A majority of Americans oppose allowing gender-affirming care for minors and transgender women participating in women’s sports, a poll found.
A Washington Post-KFF poll found that 68 percent of adults oppose access to puberty-blocking medication for transgender children ages 10-14 and 58 percent oppose access to hormonal treatments for transgender kids ages 15 to 17.
More than 60 percent said transgender women and girls should not be allowed to compete with other women and girls in youth, high school, college and professional sports.
The results come as Republicans in states across the country have pushed for bills to restrict minors’ access to gender-affirming care and ban transgender women from competing on sports teams in line with their gender identity.
Bans or restrictions on minors accessing gender-affirming care have been implemented in 18 states, according to the Movement Advancement Project (MAP), which tracks state legislation affecting the LGBTQ community.
Legislation in 21 states prohibit transgender student athletes from participating in sports that are consistent with their gender identity, according to MAP.
A majority of adults surveyed in the poll, 57 percent, said a person’s gender is determined by their sex assigned at birth, while 43 percent said it can be different from their sex assigned at birth.
Those in the youngest age group, 18 to 34 years old, were most likely to say that gender can be different from sex assigned at birth, but 53 percent of that group said it could not.
Still, a majority of respondents said they support laws banning discrimination against transgender individuals in a range of different forums.
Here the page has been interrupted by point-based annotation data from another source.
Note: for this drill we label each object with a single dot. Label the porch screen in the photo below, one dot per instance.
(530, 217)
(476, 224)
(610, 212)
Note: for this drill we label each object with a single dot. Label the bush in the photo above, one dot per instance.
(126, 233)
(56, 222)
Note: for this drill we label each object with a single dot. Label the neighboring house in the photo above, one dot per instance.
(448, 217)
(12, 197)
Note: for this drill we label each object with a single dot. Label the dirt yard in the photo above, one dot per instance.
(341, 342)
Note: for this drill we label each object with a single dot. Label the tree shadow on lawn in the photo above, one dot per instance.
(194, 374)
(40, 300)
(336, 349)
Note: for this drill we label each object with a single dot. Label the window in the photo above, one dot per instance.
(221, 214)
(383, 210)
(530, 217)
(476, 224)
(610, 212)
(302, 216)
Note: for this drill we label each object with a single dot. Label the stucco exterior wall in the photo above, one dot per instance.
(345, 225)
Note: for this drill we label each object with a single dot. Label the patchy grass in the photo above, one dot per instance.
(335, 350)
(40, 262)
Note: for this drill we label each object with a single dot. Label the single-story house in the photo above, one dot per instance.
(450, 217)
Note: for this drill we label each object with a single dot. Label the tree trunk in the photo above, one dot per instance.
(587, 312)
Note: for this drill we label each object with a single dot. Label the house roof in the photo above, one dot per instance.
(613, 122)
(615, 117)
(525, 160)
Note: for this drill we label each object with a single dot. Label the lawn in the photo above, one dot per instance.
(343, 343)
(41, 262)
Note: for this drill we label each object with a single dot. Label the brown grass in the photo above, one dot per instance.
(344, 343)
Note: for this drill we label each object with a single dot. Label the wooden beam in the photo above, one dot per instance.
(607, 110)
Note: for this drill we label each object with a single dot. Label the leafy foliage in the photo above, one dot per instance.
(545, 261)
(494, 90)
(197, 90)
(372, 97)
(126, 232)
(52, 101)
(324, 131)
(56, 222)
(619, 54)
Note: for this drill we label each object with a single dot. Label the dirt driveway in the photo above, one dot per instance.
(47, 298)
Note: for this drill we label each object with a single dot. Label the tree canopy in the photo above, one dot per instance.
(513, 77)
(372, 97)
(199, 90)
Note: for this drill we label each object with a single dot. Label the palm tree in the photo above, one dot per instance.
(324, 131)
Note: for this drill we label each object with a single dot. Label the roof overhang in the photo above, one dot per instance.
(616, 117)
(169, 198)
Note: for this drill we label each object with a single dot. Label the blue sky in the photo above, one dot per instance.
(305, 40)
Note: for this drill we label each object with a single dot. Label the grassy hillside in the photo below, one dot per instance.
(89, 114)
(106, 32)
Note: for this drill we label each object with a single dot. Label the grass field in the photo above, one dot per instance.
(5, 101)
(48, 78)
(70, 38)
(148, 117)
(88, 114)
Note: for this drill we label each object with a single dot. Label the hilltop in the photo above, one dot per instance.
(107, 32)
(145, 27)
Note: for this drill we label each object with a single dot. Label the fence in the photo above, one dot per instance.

About two-thirds or more said they support bans on transgender discrimination in the military, in K-12 schools, by medical professionals, in getting health insurance, at colleges and universities, at jobs and in the workplace and in housing.
More than 60 percent also said they support allowing transgender minors, both 10 to 14 and 15 to 17, to have access to gender-affirming counseling or therapy.
The survey was conducted from Nov. 10 to Dec. 1, 2022 among 1,338 U.S. adults. The margin of error was 4 points.